On May 13, a sea of navy and orange blanketed Syracuse University’s Carrier Dome. It was not a sports game, but the school’s 158th Commencement, where screenwriter Aaron Sorkin delivered the keynote address. Among the more than 5,000 graduating students were aspiring architects, teachers, politicians, and a handful of drama students — 60, to be exact. Some were getting ready for a post-college backpacking trip through Europe. Others were preparing resumes and cover letters, in the hopes of landing a job, and eventually paying off their student debt. But five students were bracing themselves for something else: Moving to New York City and producing an Off-Broadway show.
“I’m still waiting for my BFA in the mail,” says Phil Blechman, sitting in CAP21 studios in late July before a rehearsal of his play, “The Black Book,” a suspense thriller that he began writing in high school.
Blechman is one of a lucky handful chosen for The Araca Project, a program that offers young artists an opportunity to produce an Off-Broadway show. Launched in 2011 by The Araca Group, a production company known for the Broadway hits “Urinetown” and “Wicked,” The Araca Project is meant to promote entrepreneurship among recent theater graduates of either Syracuse University or the University of Michigan, where The Araca Group’s founders went to college.

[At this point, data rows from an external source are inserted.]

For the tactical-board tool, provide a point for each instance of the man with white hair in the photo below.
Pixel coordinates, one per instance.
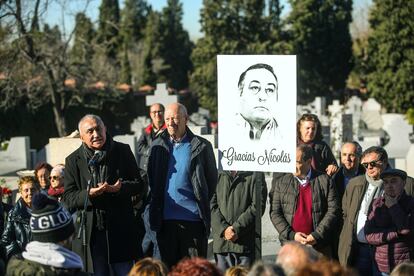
(183, 176)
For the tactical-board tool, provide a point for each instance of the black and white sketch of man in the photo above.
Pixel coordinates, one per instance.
(258, 91)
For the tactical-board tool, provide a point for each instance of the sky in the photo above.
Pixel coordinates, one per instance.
(191, 12)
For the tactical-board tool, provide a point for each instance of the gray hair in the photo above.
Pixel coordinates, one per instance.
(94, 117)
(307, 152)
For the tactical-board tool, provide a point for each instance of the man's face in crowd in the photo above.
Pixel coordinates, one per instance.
(349, 158)
(302, 167)
(393, 185)
(93, 134)
(374, 167)
(176, 121)
(157, 115)
(258, 96)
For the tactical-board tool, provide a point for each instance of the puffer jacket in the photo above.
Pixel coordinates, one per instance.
(351, 202)
(235, 204)
(325, 208)
(17, 231)
(391, 232)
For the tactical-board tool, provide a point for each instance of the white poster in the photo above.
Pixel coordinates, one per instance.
(257, 112)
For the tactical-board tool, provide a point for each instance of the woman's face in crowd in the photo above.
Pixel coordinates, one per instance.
(307, 131)
(43, 177)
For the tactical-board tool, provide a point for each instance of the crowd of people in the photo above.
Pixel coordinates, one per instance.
(103, 213)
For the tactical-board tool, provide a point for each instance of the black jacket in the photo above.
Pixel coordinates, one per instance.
(203, 177)
(234, 204)
(17, 231)
(325, 207)
(120, 223)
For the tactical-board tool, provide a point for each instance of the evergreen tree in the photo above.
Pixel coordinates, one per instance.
(152, 63)
(176, 46)
(109, 27)
(391, 54)
(322, 41)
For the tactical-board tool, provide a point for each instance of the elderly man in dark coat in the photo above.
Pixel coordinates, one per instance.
(103, 173)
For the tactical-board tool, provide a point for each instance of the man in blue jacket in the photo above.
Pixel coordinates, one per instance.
(182, 175)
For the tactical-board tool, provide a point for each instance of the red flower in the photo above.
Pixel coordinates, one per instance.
(6, 191)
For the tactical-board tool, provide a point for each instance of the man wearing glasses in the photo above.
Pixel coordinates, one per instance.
(356, 203)
(258, 91)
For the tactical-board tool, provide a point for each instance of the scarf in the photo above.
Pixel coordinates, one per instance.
(378, 191)
(99, 174)
(52, 254)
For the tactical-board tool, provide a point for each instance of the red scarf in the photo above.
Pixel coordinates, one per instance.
(309, 144)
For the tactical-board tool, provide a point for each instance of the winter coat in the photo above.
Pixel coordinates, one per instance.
(234, 204)
(17, 232)
(351, 202)
(19, 266)
(203, 177)
(121, 229)
(4, 210)
(391, 232)
(325, 209)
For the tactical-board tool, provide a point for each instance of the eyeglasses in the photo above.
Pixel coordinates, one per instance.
(373, 164)
(157, 112)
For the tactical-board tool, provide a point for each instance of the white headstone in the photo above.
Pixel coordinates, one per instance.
(60, 148)
(161, 96)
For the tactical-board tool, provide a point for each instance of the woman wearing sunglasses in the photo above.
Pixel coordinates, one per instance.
(56, 188)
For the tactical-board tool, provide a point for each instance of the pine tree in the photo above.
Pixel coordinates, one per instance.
(109, 27)
(176, 46)
(152, 63)
(322, 41)
(391, 55)
(82, 50)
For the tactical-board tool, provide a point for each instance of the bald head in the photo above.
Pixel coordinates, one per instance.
(294, 256)
(176, 120)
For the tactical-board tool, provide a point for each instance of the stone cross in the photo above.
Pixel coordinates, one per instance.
(161, 96)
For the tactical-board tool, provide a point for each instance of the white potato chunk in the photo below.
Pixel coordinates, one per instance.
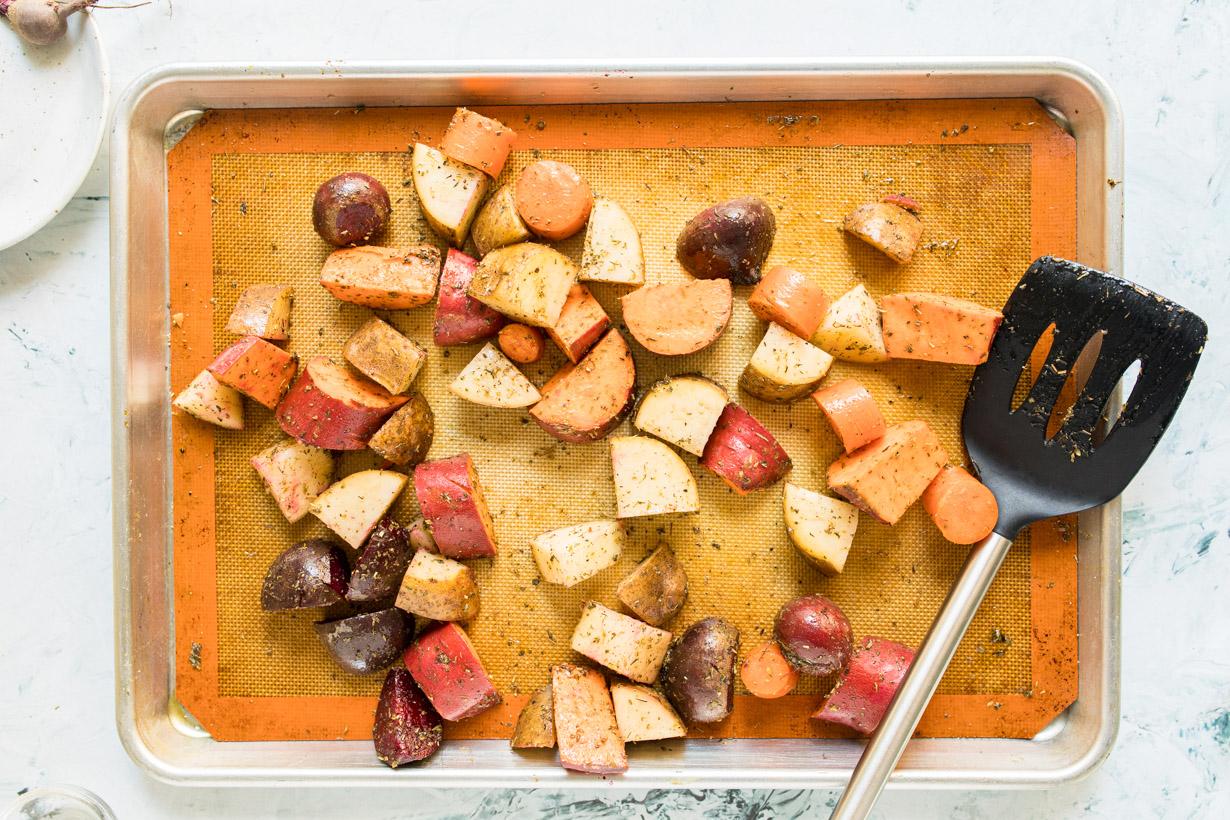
(571, 555)
(492, 380)
(821, 526)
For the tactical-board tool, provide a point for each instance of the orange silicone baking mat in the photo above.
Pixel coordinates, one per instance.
(996, 183)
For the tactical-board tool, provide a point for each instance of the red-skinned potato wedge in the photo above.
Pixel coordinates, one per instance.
(866, 687)
(262, 310)
(459, 317)
(743, 454)
(353, 505)
(407, 727)
(385, 278)
(963, 508)
(212, 401)
(886, 226)
(554, 199)
(582, 322)
(620, 643)
(934, 327)
(294, 473)
(525, 282)
(447, 668)
(584, 722)
(450, 498)
(260, 370)
(851, 412)
(522, 343)
(479, 141)
(438, 589)
(888, 475)
(535, 724)
(680, 317)
(331, 408)
(384, 355)
(790, 299)
(766, 673)
(587, 401)
(642, 713)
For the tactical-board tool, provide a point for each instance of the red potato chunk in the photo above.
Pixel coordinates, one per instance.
(460, 319)
(383, 277)
(867, 686)
(743, 454)
(586, 728)
(407, 728)
(934, 327)
(331, 408)
(447, 668)
(450, 498)
(587, 401)
(260, 370)
(582, 322)
(888, 475)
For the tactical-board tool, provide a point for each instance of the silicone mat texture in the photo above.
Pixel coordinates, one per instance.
(241, 187)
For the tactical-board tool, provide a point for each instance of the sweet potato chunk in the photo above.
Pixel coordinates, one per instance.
(260, 370)
(934, 327)
(333, 410)
(450, 498)
(447, 668)
(582, 322)
(383, 277)
(888, 475)
(680, 317)
(587, 401)
(584, 722)
(262, 310)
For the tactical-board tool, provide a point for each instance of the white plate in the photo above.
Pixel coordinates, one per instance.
(53, 113)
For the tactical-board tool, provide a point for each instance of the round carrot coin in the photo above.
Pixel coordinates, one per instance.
(552, 199)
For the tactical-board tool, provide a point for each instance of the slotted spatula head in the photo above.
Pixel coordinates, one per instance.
(1036, 477)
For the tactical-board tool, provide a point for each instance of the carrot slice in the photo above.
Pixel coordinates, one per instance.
(522, 343)
(790, 299)
(554, 199)
(766, 673)
(962, 507)
(480, 141)
(851, 412)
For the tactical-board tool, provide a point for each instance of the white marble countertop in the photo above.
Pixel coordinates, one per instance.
(1166, 60)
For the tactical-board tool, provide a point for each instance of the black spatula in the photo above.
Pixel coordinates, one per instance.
(1033, 476)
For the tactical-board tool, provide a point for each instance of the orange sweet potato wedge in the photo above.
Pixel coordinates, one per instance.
(680, 317)
(582, 322)
(934, 327)
(790, 299)
(586, 401)
(888, 475)
(383, 277)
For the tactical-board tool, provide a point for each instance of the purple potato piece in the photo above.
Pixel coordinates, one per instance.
(407, 725)
(369, 642)
(814, 634)
(349, 209)
(730, 240)
(379, 568)
(309, 574)
(698, 674)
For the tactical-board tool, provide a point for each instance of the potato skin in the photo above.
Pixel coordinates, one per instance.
(368, 642)
(814, 634)
(407, 435)
(730, 240)
(349, 209)
(378, 571)
(311, 573)
(698, 675)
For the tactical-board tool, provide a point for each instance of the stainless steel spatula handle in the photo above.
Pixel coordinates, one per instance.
(886, 746)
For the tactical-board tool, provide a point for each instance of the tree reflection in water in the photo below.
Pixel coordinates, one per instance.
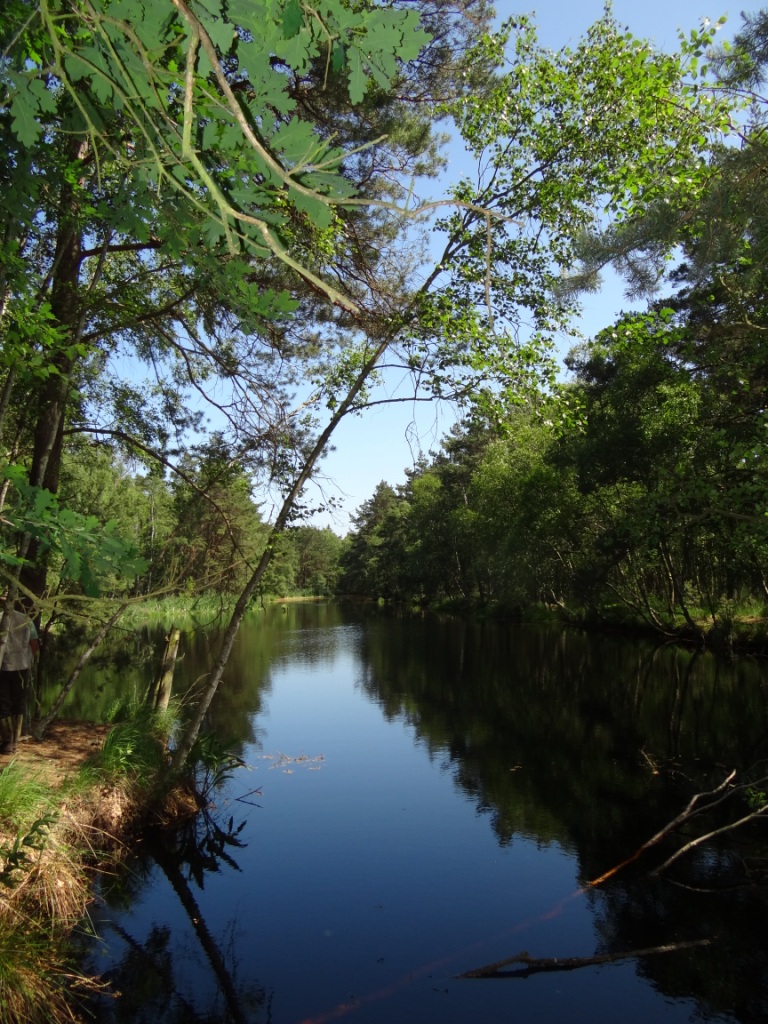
(142, 983)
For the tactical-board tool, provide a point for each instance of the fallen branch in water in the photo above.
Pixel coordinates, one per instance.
(536, 965)
(693, 808)
(708, 836)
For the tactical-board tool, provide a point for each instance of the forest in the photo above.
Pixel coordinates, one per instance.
(224, 227)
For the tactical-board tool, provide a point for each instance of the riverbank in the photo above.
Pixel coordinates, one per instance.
(731, 632)
(62, 819)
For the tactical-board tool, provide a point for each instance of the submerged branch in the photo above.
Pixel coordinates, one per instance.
(536, 965)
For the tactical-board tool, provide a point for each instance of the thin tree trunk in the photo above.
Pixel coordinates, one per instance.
(74, 675)
(160, 692)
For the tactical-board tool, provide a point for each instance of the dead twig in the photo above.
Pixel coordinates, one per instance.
(537, 965)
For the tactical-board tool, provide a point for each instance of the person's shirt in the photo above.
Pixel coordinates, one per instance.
(22, 632)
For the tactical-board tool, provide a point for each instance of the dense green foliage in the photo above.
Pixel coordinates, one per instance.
(639, 491)
(212, 253)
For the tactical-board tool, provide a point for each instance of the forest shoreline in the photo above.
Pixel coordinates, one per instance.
(64, 825)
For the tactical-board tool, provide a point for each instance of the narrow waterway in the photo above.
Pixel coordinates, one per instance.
(423, 797)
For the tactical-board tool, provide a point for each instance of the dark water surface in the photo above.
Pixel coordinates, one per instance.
(424, 797)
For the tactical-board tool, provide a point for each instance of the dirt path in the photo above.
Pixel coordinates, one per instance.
(66, 747)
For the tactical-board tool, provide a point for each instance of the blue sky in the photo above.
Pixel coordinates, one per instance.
(380, 444)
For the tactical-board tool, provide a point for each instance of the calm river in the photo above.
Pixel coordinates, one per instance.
(425, 797)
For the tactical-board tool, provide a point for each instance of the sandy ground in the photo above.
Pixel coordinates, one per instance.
(64, 749)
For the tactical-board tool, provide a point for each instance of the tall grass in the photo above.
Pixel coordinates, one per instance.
(43, 894)
(135, 749)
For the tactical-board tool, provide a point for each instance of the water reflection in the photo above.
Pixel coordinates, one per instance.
(570, 751)
(143, 976)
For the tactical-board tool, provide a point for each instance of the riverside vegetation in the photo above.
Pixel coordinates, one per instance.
(174, 367)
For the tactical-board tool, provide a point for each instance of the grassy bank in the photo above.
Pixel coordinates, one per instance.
(58, 825)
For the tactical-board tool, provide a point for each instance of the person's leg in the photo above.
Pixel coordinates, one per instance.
(5, 712)
(12, 702)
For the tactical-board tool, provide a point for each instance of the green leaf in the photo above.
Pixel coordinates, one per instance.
(293, 18)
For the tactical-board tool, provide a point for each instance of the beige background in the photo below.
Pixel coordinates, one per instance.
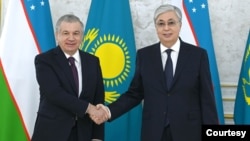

This year, six teams were chosen from about 90 applicants. After attending a two week producing intensive, where industry professionals offered advice and suggestions, each team began production on their respective shows, which will have limited runs at the American Theater of Actors in August and September. The Araca Group provides each team with the theater, a marketing director, a production manager, an assistant production manager, and a press representative. Other than that, the young producers are left largely to their own devices.
“They give you the harness and throw you off the cliff,” says Blechman. “Then you have to figure out how to open the parachute.”
The founders of The Araca Group – Matthew Rego, Michael Rego, and Hank Unger – based the idea for The Araca Project on their own experiences. When they came to New York about 20 years ago, they came as actors, directors, and musicians — not producers. But determined and impatient for work, they decided to take matters into their own hands, putting together a production of Caryl Churchill’s play, “Cloud Nine.”
“The process by which we were entrepreneurial, took control of our career and made something happen was a very powerful experience for us,” says Rego. “Our mission is to foster that entrepreneurial spirit and the emerging artist.”
By providing theater space and guidance to Araca Project participants, The Araca Group gives each team the impetus and tools to produce a show. But by having each team raise its own funds, manage its own finances, and make creative decisions, it also presents a daunting challenge. Most of the participants have never produced a professional show before, and many studied acting, not producing.
“It’s somewhat overwhelming,” says Robbie Rescigno, who is producing and starring in “The Rescignos” with his twin brother, Paul.
“There’s like a checklist, and every time you check something off, it opens up five other checklists that you didn’t realize you had,” adds Paul Rescigno.
The Rescigno brothers both graduated from Syracuse University in 2006, and in the years since, have performed their old-fashioned variety show — which Robbie describes as “more Carol Burnett than Ed Sullivan”— around New York City. This is the first time they’ve had to raise money, though, something that The Araca Project participants have found difficult. Many of the teams have posted their projects on fundraising websites like Kickstarter and IndieGoGo, in addition to hosting fundraiser events.
“It’s very easy to get caught up in the romantic notion of putting on work, but when it comes down to it, it’s a very hard, fact-driven job,” says Alex Bisker, who is co-producing “The Man With America Skin,” an original play that combines magical realism and drama. “You need to make sure that all of that is working, or else you’re not going to achieve your beautiful artistic vision.”
“We didn’t really understand what we were getting into,” adds Stephanie Shechter, who graduated from the University of Michigan with Bisker in 2009. “It’s terrifying and nerve-racking.”
Still, the experience has been rewarding and eye-opening for the participants. Many, like Bisker and Shechter, had wanted to produce a show for years but had never gotten around to it. The Araca Project motivated them to move forward as entrepreneurs, something that The Araca Group hopes they will continue.
“The thing that we always say is, ‘Don’t wait. Do it yourself,’” says Michael Rego. “No one is going to give them that magic opportunity. You need to make it yourself.”